Further, applying Wong v Parkside Health NHS Trust [2001] EWCA Civ 1721, the Court held that intent will be imputed where a defendant deliberately continues engaging in conduct which is likely to cause harm.

Two other issues were mentioned in the judgment.  Firstly, whether English law should be applied and secondly, the consideration of Section 12 Human Rights Act 1998 (‘HRA’). 

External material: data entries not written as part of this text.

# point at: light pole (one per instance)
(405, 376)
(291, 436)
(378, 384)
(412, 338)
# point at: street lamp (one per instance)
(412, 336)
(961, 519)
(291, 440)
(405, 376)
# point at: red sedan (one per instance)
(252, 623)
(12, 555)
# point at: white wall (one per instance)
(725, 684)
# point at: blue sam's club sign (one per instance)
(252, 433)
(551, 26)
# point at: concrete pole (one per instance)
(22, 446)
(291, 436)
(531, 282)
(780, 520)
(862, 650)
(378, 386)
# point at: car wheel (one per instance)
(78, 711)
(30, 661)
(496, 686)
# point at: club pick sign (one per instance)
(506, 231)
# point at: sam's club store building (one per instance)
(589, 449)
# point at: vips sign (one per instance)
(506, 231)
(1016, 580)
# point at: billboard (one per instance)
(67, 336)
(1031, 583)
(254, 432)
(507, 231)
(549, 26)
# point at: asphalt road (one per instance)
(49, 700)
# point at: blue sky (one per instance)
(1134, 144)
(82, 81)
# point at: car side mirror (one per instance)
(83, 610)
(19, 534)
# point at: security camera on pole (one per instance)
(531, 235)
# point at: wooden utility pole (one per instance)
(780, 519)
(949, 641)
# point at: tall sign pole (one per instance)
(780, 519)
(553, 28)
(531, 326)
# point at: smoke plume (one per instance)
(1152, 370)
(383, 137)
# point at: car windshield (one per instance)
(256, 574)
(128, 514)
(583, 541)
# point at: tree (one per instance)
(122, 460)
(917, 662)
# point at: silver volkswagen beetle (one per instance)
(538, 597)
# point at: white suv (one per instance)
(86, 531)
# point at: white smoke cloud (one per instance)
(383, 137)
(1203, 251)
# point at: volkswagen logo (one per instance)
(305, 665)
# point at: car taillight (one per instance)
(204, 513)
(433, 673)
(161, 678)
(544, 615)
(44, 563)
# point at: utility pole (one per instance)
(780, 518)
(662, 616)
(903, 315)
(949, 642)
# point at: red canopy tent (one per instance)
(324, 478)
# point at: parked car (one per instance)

The Rome II Regulation applies in situations involving conflicting laws.  The son lives in ‘Ruritania’ and the father, England.  Article 4(1) of The Rome II Regulation suggests that the governing law should be that of ‘Ruritania’ as that is the law of the country in which the damage would occur, that is to say, the country in which OPO would suffer the tort.  However, this is overridden by Article 4(3) where “it is clear from all the circumstances of the case that the tort is more manifestly connected with a country other than indicated by Article 4(1).”  As the work was written and intended to be published in England, the circumstances suggest that the tort is more manifestly connected with England.  The chance of OPO accessing the material is also higher in England, as the material was not scheduled to be distributed in ‘Ruritania’.

As this was an application which interfered with the Defendant’s freedom of expression, the Court was required to consider section 12(3) HRA that, “no such relief is to be granted so as to restrain publication before trial unless the Court is satisfied that the applicant is likely to establish that publication should not be allowed.”  The Court considered the ‘likely’ element of this section and after applying Cream Holdings v Banerjee [2004] UKHL 44 concluded that the Court would be justified in applying a lower standard than “more likely than not”  as to whether the case would succeed at trial.  Arden LJ remarked that “if the publication is not restrained, then it will be impossible ‘to put the genie back in the bottle’ if OPO succeeds in showing that there are parts of the Work [sic] that are seriously damaging to him.”  It was concluded that section 12 HRA was satisfied in this case.

The resurrection of this historic tort in OPO has the potential to open floodgates for similar claims.  The Court of Appeal has set a precedent which may allow others to restrict the publication of material in which they see could potentially cause them mental harm or distress.